Blitzkrieg Islam: In keinem. Denn: SWAT sind cool, alle anderen sind schwul!
Christoph Parkinson: Ja sicher, aber Parallelen gibt es schon. Wie zum Beispiel die gemeinsame Begeisterung für außerordentliche Auftritte, D.I.Y., Drogenexzesse, heiße Ärsche, Groupielove, die Äther Youth und die Anti-Scene. In punkto Style und Show sind die Jungs schon nicht übel, aber etwas Nachhilfeunterricht von uns würde ihnen gewiss nicht schaden.
Christian Destroy: Außer den von dir genannten Sachen glaube ich zu wissen, dass sowohl ich, als auch der Herr Sänger von ULTRAFAIR schon ein sexuelles Verhältnis mit Alex G. – auch beim Ox beschäftigt – unterhielten.
M. Johnson: Ich denke wir stehen beide auf Fuck, Fame and Money.

Wenn ihr euch die jeweils andere Band anhört, was würdet ihr sagen, hat diese für Einflüsse?

KK: Ich denke, der Großteil von THE SWAT hat in seiner Jugend viel Zeit in der Nähe von Baustellen verbracht, auf denen Kreissägen eingesetzt wurden. So etwas prägt junge Menschen ungemein. Außerdem fließt in diese Band einiges an Spirituosen ein, woraufhin, so nehme ich an, der Neid auf Mutters Unterwäsche oftmals wieder hochkommt. Dieses Gemisch verwandeln THE SWAT dann in eine Art Musik, wie sie es nennen. Aber ich finde es toll, wenn die jungen Leute ihre Gefühle heutzutage zu kanalisieren wissen.

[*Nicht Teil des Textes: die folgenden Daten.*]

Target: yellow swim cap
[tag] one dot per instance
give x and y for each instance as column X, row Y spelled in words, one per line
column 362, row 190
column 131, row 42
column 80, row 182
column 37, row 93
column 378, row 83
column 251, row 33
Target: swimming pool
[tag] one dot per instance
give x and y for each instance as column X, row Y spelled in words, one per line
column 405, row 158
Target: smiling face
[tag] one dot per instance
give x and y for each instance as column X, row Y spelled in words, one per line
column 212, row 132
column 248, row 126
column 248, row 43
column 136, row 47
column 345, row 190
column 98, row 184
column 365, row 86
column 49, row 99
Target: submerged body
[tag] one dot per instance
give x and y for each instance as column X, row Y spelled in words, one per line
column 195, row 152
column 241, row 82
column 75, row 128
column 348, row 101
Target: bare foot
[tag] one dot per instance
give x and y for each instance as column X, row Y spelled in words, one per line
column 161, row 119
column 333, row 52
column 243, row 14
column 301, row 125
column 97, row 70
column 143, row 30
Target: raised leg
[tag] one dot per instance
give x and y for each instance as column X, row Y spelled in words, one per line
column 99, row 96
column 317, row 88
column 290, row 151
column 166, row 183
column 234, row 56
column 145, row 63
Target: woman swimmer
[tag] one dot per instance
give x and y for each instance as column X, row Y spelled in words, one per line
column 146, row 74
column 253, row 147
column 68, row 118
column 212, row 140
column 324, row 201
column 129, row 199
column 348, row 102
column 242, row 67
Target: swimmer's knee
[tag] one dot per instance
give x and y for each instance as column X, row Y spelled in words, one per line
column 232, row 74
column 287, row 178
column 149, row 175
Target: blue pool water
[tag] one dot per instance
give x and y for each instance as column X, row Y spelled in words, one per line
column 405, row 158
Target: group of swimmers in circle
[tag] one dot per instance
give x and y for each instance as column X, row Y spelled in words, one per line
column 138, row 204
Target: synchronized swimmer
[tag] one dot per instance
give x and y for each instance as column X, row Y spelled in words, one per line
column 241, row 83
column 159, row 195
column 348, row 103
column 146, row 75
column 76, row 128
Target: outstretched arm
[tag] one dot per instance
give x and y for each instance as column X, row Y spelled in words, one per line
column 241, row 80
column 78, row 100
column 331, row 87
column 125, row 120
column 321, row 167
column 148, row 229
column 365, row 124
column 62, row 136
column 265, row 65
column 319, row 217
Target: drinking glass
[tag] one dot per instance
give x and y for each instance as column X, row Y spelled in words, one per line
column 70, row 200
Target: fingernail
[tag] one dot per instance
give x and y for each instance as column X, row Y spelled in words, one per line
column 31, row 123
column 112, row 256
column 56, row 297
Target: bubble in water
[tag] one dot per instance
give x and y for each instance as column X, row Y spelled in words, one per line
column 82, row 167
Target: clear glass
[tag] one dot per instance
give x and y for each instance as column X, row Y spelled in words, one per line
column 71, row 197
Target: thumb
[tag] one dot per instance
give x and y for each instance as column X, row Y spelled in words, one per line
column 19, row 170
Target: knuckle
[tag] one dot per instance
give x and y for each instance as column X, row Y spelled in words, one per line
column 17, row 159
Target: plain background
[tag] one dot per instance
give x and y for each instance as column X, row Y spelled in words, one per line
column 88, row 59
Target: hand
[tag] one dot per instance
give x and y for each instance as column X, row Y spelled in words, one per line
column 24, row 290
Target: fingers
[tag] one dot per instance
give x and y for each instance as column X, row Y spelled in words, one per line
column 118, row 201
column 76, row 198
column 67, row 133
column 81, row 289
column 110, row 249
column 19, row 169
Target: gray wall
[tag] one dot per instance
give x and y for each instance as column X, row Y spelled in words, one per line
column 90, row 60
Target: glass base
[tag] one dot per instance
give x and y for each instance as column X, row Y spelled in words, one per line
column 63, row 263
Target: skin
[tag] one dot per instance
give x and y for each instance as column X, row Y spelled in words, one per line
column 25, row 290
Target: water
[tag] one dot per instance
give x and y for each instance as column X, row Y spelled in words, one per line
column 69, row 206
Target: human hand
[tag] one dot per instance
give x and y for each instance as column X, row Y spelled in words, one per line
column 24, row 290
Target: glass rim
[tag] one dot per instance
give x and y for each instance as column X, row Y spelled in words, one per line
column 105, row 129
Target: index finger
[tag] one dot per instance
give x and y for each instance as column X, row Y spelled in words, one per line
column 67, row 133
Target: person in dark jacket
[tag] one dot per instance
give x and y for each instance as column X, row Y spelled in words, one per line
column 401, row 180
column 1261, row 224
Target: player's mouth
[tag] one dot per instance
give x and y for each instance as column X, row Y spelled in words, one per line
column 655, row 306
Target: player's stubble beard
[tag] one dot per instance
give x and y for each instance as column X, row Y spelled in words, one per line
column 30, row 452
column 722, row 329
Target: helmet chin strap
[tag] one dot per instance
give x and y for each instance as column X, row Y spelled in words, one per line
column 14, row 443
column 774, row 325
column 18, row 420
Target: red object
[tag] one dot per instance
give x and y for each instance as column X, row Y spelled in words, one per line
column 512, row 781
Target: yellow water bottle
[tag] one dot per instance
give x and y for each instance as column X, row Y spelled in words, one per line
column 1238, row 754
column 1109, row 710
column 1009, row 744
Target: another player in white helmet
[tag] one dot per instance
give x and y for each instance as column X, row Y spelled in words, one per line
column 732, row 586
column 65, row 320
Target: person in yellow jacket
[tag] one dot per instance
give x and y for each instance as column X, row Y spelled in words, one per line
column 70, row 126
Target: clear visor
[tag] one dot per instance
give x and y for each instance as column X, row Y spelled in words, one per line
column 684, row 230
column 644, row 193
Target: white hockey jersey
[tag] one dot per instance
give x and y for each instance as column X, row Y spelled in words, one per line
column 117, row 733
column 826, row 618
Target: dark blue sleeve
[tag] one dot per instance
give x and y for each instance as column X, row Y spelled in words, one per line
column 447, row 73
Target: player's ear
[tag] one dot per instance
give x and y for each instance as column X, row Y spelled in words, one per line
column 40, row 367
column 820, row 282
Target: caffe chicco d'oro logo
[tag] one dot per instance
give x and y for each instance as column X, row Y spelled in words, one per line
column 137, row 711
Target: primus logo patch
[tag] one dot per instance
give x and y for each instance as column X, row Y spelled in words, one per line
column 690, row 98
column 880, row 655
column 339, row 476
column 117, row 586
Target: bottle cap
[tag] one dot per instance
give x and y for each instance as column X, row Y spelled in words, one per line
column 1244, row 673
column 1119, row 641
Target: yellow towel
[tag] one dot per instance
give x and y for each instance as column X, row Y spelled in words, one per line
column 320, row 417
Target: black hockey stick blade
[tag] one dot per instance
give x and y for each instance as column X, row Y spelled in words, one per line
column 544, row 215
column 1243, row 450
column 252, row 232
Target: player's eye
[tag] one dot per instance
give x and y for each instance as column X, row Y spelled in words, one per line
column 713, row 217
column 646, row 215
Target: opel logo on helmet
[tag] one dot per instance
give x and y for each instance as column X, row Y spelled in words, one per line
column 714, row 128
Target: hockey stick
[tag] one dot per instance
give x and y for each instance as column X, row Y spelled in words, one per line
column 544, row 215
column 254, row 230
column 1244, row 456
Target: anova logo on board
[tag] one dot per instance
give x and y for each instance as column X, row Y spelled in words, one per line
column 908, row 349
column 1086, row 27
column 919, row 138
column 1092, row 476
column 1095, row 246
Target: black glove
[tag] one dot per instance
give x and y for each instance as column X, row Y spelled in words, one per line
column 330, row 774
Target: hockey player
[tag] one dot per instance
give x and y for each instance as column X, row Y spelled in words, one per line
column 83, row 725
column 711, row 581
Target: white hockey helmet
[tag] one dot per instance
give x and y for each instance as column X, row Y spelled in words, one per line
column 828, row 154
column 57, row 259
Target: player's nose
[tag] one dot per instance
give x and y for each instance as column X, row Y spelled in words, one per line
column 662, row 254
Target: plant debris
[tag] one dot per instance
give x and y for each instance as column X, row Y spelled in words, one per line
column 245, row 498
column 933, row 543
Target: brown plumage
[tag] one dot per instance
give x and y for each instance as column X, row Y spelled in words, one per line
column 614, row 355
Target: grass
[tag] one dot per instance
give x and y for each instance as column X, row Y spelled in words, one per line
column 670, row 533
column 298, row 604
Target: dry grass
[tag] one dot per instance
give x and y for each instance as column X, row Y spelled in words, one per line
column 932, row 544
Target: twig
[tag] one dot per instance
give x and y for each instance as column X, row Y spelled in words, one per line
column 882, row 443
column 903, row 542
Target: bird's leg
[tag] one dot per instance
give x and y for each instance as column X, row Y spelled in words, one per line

Punkrock ist immer noch besser, als Ausländer totzuschlagen, selbst 2005.
BI: Keine Ahnung, ich war zu besoffen!
CP: Als den wesentlichen Einfluss kann man sicherlich den Mel Gibson-Film „Was Frauen wollen“ nennen. Allerdings haben die Jungs den Film wohl nicht ganz verstanden, denn ansonsten würden sie wohl so Musik machen und so aussehen wie THE SWAT!

Welchen Vorteil hat es für eine Band, wenn Mitglieder auch noch Fanziner sind?

KK: Ganz klar. Das liegt doch auf der Hand ... Man schreibt seine Fünf-Sterne-Reviews selbst, interviewt sich an einem guten Tag, an dem man sowohl informativ als auch unterhaltsam auf Fragen zu antworten weiß, und schenkt seiner Band Anzeigen. Ganzseitig und mehrfarbig versteht sich. Außerdem kann man das Logo seiner eigenen Band auf dem Cover der Heft-CD einbauen, den Namen der Band in den News auf der Homepage mehrfach täglich nennen und bei kleinen Punks damit rumposen, dass man durch die gewonnene Routine viel weniger Rechtschreibefehler beim Verfassen eines Bandinfos macht. Prima Sache, das!
CD: Liegt ja auf der Hand. Wenn es die anderen Hefte schon nicht machen, dann kann man sich wenigstens selbst schön abkulten und umgekehrt. Ein ewiger Kreislauf des Pushens. Irgendwann glauben einem die Leute alles.
CP: Sorry, damit kenne ich mich nun wirklich nicht aus. Aber ich vermute mal ebenfalls, dass man die Band besser promoten kann, hehe. Das ist mit dem Furious Clarity Zine aber ja sowieso nicht möglich, weil das angeblich wie die Bild-Zeitung von niemandem gelesen wird – obwohl es sich in 1.000er-Auflagen verkauft. Aus diesem Grund ist das schon nicht schlecht, wenn man Leute von Heften wie dem Ox oder dem Trust für seine Musik begeistern kann.
BI: Ich konnte bisher noch keine Vorteile feststellen, vielleicht abgesehen von einem T-Shirt zum Einkaufspreis, hehe.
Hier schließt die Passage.